Monday, Jan. 11, 1982

Obsession

By RICHARD SCHICKEL

SHARKY'S MACHINE Directed by Burt Reynolds Screenplay by Gerald Di Pego

It is an old machine. It is rusty, inefficient, temperamental and stored in the basement, where it is the object of not very affectionate contempt around Atlanta police headquarters. No, it is not a disused mimeograph; it is, in fact, the vice squad. Therefore its components are human beings, full of complaints and crotchets and in need of something more interesting to do than process the night's haul of pimps and prostitutes. They are also in need of a light coating of respect.

This last is provided by the smart, ambitious title character (Burt Reynolds, in his tough-romantic vein), who is a detective being disciplined with a tour of netherworld duty. What sets them all in muttering motion--in its best passages the movie sounds like a Robert Altman film, full of cynical asides and loopy observations--is the brutal murder of a call girl. Since one of the conventions of up-to-date murder mysteries is that pillars of the community must always have a slimy underside, she turns out to have been the victim of sexual perversity among the local power elite.

Nor is it likely that she will be the only one. The machine stakes out the apartment of another potential victim, a gubernatorial candidate's mistress (prettily played by Rachel Ward). That leads to a further excellent passage, for in the course of listening to her bugged conversations and photographing her comings and goings with powerful lenses, Sharky's professionally justified voyeurism turns to romantic longing, not to say obsession, and, eventually, a plot twist that has been good ever since Laura's face was first glimpsed in a misty light.

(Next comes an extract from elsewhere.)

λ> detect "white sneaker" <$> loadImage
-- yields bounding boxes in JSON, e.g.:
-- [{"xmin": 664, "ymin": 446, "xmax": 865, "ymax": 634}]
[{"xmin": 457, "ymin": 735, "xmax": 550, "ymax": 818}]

Thereafter, Sharky's Machine begins to sputter somewhat, since Reynolds seems not quite to trust his fans to turn on for an exercise in pure eccentricity. As a director he is good with violent unpleasantness, but the volume is cranked up too high. It tends to drown out the good and far more surprising minor-key work that has gone before it. Still, the pleasure of watching good character men like Brian Keith, Charles Burning, Bernie Casey and the estimable Richard Libertini going pocketa-pocketa as Sharky's Machine warms up is not to be lightly dismissed. And neither is Reynolds' good sense of the way the sordid and the sleek coexist in Big City life. The man has a feel for the director's craft that could, some day, permit him to break the genre bonds that finally trip him up here.